Brussels/Copenhagen/Paris/Tunis, 16 March 2016
EuroMed Rights condemns the latest attempts to silence civil society in Egypt. We urge the European Union (EU) and its member states to raise this issue with their Egyptian counterparts to express that this is a red line that should not be crossed. Several employees of human rights NGOs, including two staff members of the Cairo Institute for Human Rights Studies’ (CIHRS) and three from Nazra for Feminist Studies, received a summons to appear on March 16th before the investigating judge in case number 173 of 2011 (the foreign funding case), in Cairo.
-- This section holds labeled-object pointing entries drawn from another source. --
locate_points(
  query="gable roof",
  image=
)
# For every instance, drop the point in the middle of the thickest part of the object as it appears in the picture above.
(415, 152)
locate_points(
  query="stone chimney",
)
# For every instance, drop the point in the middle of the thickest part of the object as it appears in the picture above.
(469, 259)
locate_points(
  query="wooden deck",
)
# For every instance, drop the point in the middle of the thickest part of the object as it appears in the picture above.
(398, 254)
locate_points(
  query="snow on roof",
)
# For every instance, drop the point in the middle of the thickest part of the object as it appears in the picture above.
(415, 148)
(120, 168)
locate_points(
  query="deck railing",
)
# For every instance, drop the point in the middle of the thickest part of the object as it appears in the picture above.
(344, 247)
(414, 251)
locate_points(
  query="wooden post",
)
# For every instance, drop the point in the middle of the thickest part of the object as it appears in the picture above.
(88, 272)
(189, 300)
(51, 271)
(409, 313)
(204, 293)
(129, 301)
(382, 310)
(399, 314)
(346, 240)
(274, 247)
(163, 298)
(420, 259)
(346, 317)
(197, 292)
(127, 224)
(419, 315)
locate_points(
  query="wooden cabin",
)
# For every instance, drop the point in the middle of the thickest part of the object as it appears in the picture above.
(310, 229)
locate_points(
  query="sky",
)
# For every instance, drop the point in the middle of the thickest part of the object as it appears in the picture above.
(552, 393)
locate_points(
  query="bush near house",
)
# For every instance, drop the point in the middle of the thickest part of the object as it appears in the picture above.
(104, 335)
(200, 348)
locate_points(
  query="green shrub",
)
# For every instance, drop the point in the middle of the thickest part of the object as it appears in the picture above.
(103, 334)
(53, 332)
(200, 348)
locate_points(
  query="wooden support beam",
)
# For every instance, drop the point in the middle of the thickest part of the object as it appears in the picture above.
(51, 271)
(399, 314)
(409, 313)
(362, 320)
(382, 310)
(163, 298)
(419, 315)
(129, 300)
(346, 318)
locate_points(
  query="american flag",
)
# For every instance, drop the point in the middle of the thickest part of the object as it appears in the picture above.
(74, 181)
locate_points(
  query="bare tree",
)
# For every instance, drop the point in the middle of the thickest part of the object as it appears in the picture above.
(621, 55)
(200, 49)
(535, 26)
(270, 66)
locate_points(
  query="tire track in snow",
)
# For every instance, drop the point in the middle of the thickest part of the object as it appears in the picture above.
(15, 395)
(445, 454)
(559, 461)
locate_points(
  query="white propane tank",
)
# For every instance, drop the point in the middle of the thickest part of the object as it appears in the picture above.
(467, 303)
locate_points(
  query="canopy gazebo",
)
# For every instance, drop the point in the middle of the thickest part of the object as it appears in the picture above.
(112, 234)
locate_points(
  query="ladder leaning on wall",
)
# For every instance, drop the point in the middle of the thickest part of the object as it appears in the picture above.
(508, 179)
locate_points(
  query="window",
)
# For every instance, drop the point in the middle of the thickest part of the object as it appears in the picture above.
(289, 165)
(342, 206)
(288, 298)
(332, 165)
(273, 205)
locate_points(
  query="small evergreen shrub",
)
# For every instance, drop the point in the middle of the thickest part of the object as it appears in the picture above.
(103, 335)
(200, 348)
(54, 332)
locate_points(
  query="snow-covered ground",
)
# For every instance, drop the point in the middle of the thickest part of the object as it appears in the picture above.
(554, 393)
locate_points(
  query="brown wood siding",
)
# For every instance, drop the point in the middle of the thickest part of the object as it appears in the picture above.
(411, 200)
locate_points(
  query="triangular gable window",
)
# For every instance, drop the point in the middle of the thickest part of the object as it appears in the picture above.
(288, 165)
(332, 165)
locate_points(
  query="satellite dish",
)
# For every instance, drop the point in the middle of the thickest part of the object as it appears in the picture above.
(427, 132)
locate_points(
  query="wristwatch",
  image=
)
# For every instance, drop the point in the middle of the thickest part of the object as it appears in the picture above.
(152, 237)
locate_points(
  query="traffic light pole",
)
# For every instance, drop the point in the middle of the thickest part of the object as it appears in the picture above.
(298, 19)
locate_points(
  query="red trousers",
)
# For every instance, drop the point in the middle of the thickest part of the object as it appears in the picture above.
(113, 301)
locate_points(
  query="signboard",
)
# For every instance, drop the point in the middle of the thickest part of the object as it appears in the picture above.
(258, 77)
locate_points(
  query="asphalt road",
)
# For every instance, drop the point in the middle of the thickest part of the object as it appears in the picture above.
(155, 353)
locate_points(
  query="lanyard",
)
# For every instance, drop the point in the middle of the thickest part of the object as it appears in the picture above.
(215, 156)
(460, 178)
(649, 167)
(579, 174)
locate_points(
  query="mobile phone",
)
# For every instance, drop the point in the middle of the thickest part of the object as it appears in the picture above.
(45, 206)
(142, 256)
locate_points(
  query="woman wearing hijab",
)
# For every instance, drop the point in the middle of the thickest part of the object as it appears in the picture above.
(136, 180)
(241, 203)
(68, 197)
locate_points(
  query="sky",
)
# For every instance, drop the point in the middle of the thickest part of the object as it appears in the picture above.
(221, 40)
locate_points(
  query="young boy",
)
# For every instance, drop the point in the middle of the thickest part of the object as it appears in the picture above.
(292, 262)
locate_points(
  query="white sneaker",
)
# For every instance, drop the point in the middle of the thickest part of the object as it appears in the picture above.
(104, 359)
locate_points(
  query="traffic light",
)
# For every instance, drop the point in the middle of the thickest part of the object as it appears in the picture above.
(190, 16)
Egypt is experiencing a general context of severe repression against all protest movements and independent civil society organisations are particularly affected. Thus, at least twenty human rights defenders have been recently banned from travelling outside the country. Then the El Nadeem Center for Rehabilitation of Victims of Violence received a closure order and finally human rights lawyer Negad el-Borai was questioned by a judge on a series of serious charges related to the drafting of an anti-torture bill in 2015. The foreign funding inquiry is a blatant example of this constant harassment and has already led to the closure of five international organisations in Egypt in the past years.
In general, human rights defenders are constantly harassed and prosecuted for peacefully exercising their activities in Egypt. The law on associations of 2002, which is currently in force, enables the government to close down such associations at will, to confiscate their property, to reject individuals appointed to their Boards of Directors and block their funding from foreign sources. In September 2014, President Sisi amended the Criminal Code in order to increase the penalty for receiving foreign funds with the intention of “undermining the national interest”. Faced with the international outcry against the measures adopted, the government reversed its decision to immediately close down all organisations conducting activities relating to civil society without being registered in late 2014, and returned to the use of less visible techniques of intimidation and harassment of individuals and their organisations.
We urge the EU and its member states to:
- Keep the crackdown on NGOs as a constant agenda item of bilateral discussions with their Egyptian counterparts;
- Publicly denounce the constant harassment of Egyptian civil society organisations, including at the UN Human Rights Council, where Egypt made most of its public pledges.